Every type of stock you can buy has different traits and different pros and cons to owning it. Growth stocks, for example, are some of the best businesses to own long-term and can grow your capital rapidly. However, they tend to be riskier and trade with premiums, making them prone to more volatility. So after the last month, when volatility picked up in markets, there are now high-quality growth stocks to buy that are trading unbelievably cheap.
So if you’re looking for high-quality growth stocks that have the potential to continue growing and are now trading ultra-cheap, here are three of the best to buy now.
A high-potential growth stock that will only continue to see rising demand for its services
One Canadian growth stock that had a strong rally in 2021, but has now declined heavily and trades extremely cheap, is Magnet Forensics (TSX:MAGT).

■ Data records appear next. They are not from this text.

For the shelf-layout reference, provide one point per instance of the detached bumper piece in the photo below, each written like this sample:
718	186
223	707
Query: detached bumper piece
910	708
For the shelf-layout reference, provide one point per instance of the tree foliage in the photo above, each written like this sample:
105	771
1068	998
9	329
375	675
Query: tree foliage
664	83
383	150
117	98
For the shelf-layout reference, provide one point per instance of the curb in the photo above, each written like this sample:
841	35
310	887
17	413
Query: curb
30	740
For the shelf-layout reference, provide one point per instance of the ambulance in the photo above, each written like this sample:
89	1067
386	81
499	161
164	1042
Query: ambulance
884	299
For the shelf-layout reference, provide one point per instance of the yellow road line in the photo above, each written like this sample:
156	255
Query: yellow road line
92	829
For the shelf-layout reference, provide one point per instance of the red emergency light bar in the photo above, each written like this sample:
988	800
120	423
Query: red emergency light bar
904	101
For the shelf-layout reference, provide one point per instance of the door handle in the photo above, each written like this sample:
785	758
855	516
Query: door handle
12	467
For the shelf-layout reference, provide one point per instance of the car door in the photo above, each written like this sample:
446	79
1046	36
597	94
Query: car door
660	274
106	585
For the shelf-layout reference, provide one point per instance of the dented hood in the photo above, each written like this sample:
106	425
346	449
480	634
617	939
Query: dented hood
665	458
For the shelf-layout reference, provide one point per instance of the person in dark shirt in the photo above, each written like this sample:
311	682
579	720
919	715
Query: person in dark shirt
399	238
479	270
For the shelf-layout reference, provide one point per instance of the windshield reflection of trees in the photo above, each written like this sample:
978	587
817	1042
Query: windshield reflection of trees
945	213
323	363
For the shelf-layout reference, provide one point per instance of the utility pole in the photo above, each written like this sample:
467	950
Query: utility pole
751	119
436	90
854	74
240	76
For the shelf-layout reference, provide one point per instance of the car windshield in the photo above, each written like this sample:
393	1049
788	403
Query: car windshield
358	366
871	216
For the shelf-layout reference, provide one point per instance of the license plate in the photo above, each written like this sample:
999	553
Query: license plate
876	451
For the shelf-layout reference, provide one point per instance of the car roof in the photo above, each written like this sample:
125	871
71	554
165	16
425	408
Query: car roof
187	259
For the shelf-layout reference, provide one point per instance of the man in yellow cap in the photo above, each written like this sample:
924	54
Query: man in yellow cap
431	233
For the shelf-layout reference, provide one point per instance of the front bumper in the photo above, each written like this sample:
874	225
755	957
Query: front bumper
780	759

Magnet Forensics is a tech stock that develops innovative tools designed to help investigate digital crimes and other cyber attacks. Its software is capable of acquiring, analyzing, and detailing digital evidence gained from multiple digital sources such as computers, phones, and even cloud storage.
This is an industry that has huge potential. In 2020 it’s estimated that damages from digital crimes reached almost US$1 trillion in value. And although that already seems like a lot, it’s estimated that by 2026, damages from cybercrime could exceed US$10 billion.
So with Magnet already in an excellent position, and with many high-quality clients such as governments and police agencies, it’s perfectly positioned to grow as the demand for its services rapidly increases. Therefore, with the stock trading more than 50% off its 52-week high and now at a forward price-to-sales of just over 10 times, Magnet Forensics is one of the best growth stocks to buy now while it’s cheap.
A top Canadian health care tech stock to buy while it’s cheap
WELL Health Technologies (TSX:WELL) is a stock that gained a tonne of popularity during the pandemic as one of the top performers. However, in recent months it has not only lost its tailwind from the pandemic, but it’s also now facing headwinds created by expectations of higher interest rates this year.
So after the major sell-off in tech stocks over the last month, WELL now trades roughly 50% off its 52-week high. Despite this poor performance by the stock, though, the company continues to grow at an impressive pace. WELL finished 2021 with an annual revenue run-rate of $450 million and an annualized operating adjusted EBITDA run-rate of almost $100 million.
That means WELL, a top Canadian growth stock, is trading at a price-to-sales ratio of just 2.1 times and an enterprise value to EBITDA ratio of roughly 14 times. So if you’re looking for a high-quality stock to buy now, the recent trading range has been the lowest valuation WELL has ever traded at, showing just how cheap this top Canadian growth stock is today.
An underperforming tech stock with massive upside
Last on the list is a stock that has great potential to grow but so far has posted underwhelming results. And while this does mean the stock has more risk because it’s so cheap today, there is little downside in the share price. So if you’re looking for a top Canadian growth stock to buy now, AcuityAds Holdings (TSX:AT)(NASDAQ:ATY) is extremely cheap.
AcuityAds is an AdTech stock that empowers marketers by providing a holistic view of digital advertising campaigns across several formats. AdTech is an increasingly growing industry, which is why AcuityAds has so much potential. The company helps advertisers send different messages and different campaigns to different user groups which allow companies to offer better marketing to their target audience.
Its latest product, which launched in the fall of 2020, has taken a little longer to gain sales than expected, but that’s mostly due to a longer onboarding process given the complicated nature of the self-serve program.
So with AcuityAds trading almost 90% off its all-time high at a price-to-sales ratio of 1.5 times, and a forward enterprise value to EBITDA ratio of just 6.3 times, it’s incredibly cheap and one of the best growth stocks to buy now.